Oracle データベースは、ミッション クリティカルなアプリケーションをサポートする一般的なエンタープライズ クラスのデータベースです。このページでは、Oracle データベース環境のバックアップと DR サービスについて説明します。関連するアーキテクチャは、アプリケーションで整合性のある永久増分方式で Google Cloudにバックアップします。また、マルチテラバイトの Oracle データベースを直ちに復旧し、クローンを作成できます。
仕組み
以降のセクションでは、データの取得とデータ復元のプロセスについて説明します。
データ キャプチャ
Backup and DR エージェントが Oracle サーバーにデプロイされている。
データベース サーバーにステージング ディスクをマウントします。
RMAN 増分 API を呼び出して、変更されたブロックをコピーします。
RMAN 増分マージを呼び出して、新しい仮想フルを作成します。
データベース サーバーからステージング ディスクのマウントを解除します。
バックアップと DR が内部スナップショットを取得します。特定時点の合成フルが準備完了です。
データ復旧
バックアップと DR は、ISCSI または NFS 経由で書き換え可能なステージング ディスクを即座にマウントし、データベースをオンラインにします。
Oracle バックアップ API
バックアップと DR では、次の Oracle API が使用されます。
RMAN イメージコピー: データファイルの物理構造がすでに存在しているため、データファイルのイメージコピーを高速に復元できます。RMAN ディレクティブ BACKUP AS COPY により、データベース全体のすべてのデータファイルのイメージコピーが作成され、データファイル形式が保持されます。
ASM と CRS API: ASM バックアップ ディスク グループは、ASM と CRS API を使用して管理されます。
RMAN アーカイブログ バックアップ API: 生成されたアーカイブログはステージング ディスクにバックアップされ、本番環境のアーカイブの場所からパージされます。
バックアップと DR サービスを他のバックアップ プロダクトと併用する場合の競合を最小限に抑える
バックアップと DR サービスは、本番環境データベースからデータをキャプチャする従来のプロダクトと共存できます。以下のベスト プラクティスは、エクスペリエンスの向上に役立ちます。

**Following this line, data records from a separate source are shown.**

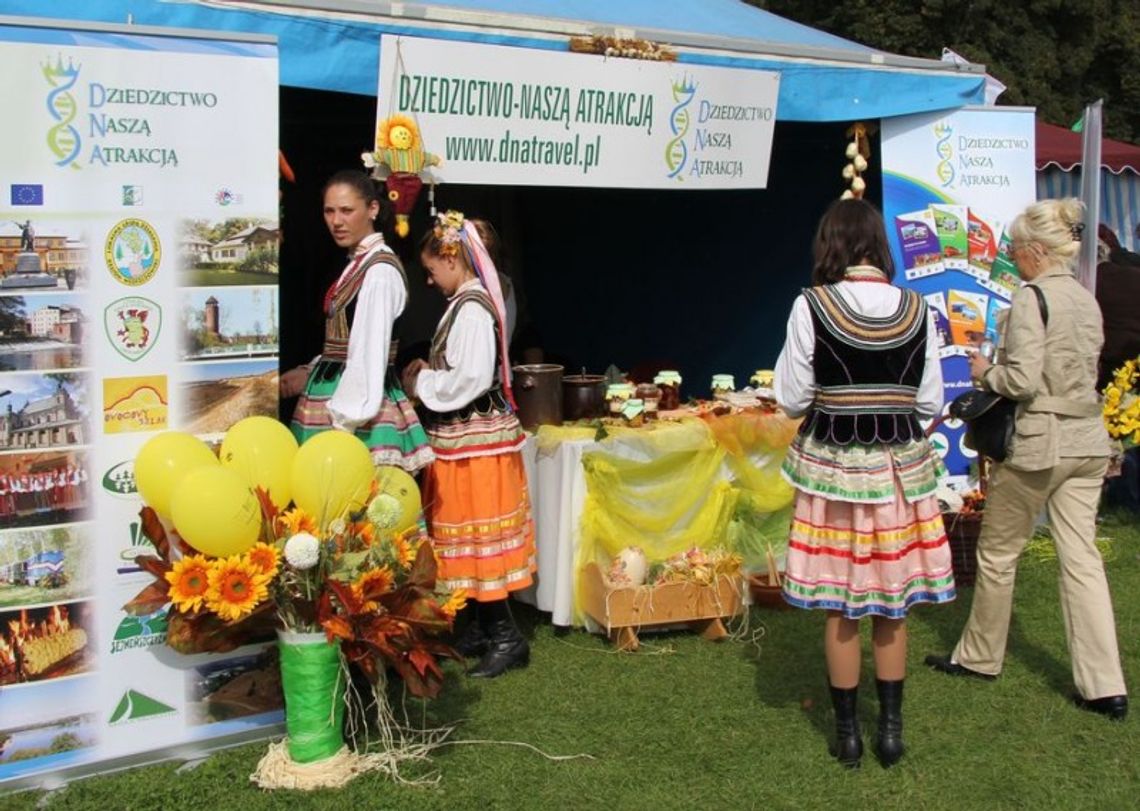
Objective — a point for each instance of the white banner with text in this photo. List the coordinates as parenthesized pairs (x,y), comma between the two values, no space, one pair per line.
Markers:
(505,115)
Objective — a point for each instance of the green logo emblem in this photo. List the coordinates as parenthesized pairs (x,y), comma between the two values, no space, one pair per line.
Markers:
(135,706)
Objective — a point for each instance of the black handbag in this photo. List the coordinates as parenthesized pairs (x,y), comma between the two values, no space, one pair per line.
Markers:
(988,416)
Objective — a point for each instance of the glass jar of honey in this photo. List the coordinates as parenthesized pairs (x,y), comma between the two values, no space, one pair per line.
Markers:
(668,383)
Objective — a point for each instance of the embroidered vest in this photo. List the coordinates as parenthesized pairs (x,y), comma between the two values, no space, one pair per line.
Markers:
(438,356)
(341,303)
(868,371)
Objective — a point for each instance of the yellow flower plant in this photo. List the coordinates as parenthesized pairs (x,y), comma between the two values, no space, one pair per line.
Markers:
(1122,404)
(355,577)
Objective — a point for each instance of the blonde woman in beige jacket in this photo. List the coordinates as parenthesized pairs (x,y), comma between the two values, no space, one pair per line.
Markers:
(1057,460)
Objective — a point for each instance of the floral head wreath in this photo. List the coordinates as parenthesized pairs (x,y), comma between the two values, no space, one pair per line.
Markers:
(448,232)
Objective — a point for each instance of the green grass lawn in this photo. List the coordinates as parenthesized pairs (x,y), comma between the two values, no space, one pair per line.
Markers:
(213,277)
(693,724)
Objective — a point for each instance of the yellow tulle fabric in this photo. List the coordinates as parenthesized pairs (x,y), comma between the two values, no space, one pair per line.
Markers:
(702,483)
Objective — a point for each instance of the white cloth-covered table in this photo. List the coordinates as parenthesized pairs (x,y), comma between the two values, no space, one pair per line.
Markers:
(558,491)
(556,481)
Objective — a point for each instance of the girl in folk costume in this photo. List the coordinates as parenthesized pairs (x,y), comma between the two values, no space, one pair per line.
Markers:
(861,364)
(475,492)
(7,500)
(351,384)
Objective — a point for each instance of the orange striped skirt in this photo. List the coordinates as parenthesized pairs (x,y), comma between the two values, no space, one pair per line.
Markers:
(480,525)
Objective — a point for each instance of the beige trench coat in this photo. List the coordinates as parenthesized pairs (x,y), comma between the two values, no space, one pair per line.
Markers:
(1051,374)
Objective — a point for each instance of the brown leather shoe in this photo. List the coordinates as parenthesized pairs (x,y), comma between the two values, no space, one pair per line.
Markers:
(943,664)
(1114,707)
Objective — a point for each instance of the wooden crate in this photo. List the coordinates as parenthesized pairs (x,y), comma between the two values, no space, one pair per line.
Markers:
(623,610)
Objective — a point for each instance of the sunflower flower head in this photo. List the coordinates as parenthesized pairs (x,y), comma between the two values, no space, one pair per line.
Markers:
(296,520)
(189,580)
(236,588)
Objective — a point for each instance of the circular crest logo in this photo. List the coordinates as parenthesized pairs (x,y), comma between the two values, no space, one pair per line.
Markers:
(132,252)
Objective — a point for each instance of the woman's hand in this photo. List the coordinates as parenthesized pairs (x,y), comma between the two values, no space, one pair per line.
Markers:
(978,366)
(292,382)
(410,372)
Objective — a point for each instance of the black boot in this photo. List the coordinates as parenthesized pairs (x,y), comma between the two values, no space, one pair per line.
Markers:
(889,744)
(506,648)
(848,747)
(471,641)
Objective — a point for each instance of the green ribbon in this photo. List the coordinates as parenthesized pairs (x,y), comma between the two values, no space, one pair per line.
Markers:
(314,684)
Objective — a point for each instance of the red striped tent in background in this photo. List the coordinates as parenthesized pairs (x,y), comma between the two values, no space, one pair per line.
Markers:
(1058,163)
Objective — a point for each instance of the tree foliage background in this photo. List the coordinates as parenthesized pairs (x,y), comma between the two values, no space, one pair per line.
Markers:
(1056,55)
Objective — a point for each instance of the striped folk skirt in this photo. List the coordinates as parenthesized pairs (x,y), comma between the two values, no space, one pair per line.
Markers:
(480,524)
(866,559)
(395,436)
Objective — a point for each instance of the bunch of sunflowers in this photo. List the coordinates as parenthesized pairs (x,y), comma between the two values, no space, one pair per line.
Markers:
(1122,404)
(357,580)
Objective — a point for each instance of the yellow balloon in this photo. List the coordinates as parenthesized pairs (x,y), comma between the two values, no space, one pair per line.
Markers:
(163,462)
(260,449)
(216,512)
(399,485)
(332,475)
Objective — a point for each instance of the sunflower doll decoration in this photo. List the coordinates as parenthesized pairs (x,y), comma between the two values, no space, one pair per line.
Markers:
(399,152)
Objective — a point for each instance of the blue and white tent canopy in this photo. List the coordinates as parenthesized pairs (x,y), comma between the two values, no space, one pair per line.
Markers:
(333,45)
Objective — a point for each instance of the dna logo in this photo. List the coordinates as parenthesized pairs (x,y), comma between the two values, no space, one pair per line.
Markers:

Oracle データベースのバックアップ スケジュール
ベスト プラクティス | 以前のバックアップ ソフトウェアが完了する時間に開始するように、バックアップと DR サービスのデータベース バックアップ ジョブをスケジュールします。バックアップと DR サービスのデータベース バックアップ ジョブが正常に完了した直後に、以前のバックアップ ソフトウェアを実行するようにスケジュールしないでください。 |
理由 | 従来のバックアップ ジョブとバックアップと DR サービスのデータベース バックアップ ジョブが同時に実行されると、データベース サーバーのパフォーマンスに重大な影響を与え、不安定になり、停止する可能性があります。また、Oracle の場合、1 つまたは両方のソリューションのバックアップ イメージが無効になる可能性があります。 |
Oracle アーカイブログの管理
Oracle は、データベースのバックアップ中に生成されたアーカイブ ログを使用して、そのバックアップの整合性と復元可能性を確保します。そのため、データベース バックアップ ジョブ中にアーカイブ ログがパージされた場合、そのバックアップ コピーは復元できません。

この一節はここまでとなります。